Quant au Charentais d’origine périgourdine François-Régis de La Valade du Repaire de Truffin, il devint sous son nom cubain de Regino Truffin, à la tête de dix-sept sucreries, l'une des plus grandes fortunes sucrières de l'île, première productrice mondiale. Président de la Chambre franco-cubaine de Commerce et de nombreux Clubs et institutions havanaises, Consul impérial de Russie, honoré de deux ordres prestigieux par le Tsar, il sauva de l’exécution par la police espagnole des combattants russes de la guerre de libération cubaine en les exfiltrant vers les Etats-Unis, et s’attira les éloges dithyrambiques de nos autorités diplomatiques au titre de première fortune française de l’île pour sa remarquable réussite économique et financière avant que ses descendants ne soient malencontreusement déchus de la nationalité française pour avoir possédé des esclaves après 1848, date de notre dernière, définitive et tardive abolition.
Ces Aquitains méconnus dans leur région d'origine restent des personnages majeurs de l'histoire et du patrimoine cubains. Leurs traces en Aquitaine et outre-Atlantique nous rappellent que notre région a été de loin la première pour l’émigration française, particulièrement vers les Amériques, et que cet important phénomène démographique, qui n’est pas uniquement le fruit de la misère comme on se plaît à l’imaginer trop souvent, mériterait une meilleure attention sur ses multiples causes, conditions et manifestations. Ou, si l’on préfère, une vision plus largement ouverte.
1Voir Jacques de Cauna, L’Eldorado des Aquitains.
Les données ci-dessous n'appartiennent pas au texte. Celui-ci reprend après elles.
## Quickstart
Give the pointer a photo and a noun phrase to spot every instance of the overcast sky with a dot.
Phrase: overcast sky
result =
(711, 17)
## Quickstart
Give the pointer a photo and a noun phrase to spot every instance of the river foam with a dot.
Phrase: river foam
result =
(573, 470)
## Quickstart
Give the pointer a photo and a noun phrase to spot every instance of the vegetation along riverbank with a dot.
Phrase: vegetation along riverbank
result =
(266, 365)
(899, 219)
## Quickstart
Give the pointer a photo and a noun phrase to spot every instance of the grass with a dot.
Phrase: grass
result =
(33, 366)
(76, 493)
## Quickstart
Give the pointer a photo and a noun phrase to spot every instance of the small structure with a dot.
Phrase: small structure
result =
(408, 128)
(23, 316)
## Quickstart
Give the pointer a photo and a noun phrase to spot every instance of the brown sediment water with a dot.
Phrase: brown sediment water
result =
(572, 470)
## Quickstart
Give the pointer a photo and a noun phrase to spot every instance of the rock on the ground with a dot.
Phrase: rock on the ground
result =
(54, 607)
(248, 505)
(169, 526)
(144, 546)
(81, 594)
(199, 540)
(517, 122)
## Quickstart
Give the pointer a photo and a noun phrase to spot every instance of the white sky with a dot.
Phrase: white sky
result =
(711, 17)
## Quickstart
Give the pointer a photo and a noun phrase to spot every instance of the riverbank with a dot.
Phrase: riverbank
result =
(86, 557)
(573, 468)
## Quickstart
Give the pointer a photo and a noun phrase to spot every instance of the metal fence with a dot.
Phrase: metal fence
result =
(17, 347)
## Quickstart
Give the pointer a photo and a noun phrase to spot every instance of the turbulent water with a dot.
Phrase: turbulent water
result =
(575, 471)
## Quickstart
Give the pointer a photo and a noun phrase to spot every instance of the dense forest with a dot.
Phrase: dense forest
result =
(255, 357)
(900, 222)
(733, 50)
Gascons, Basques et Béarnais aux Îles d’Amérique, 17e-18e s., Biarritz, Atlantica, 1998.
2 Id., « La maison Dufourcq à Arthez, les seigneurs de Lescun, Corisande d’Andoins et Cuba », Revue de Pau et du Béarn, 42-2015, p. 59-77.
3 Id., « Les Delisle, Duverger, Préval…, familles franco-dominguoises et cubaines dans la correspondance de Caumale », Bulletin du Centre Généalogique des Landes, 109-110, 1er trim. 2014, p. 1490-1494.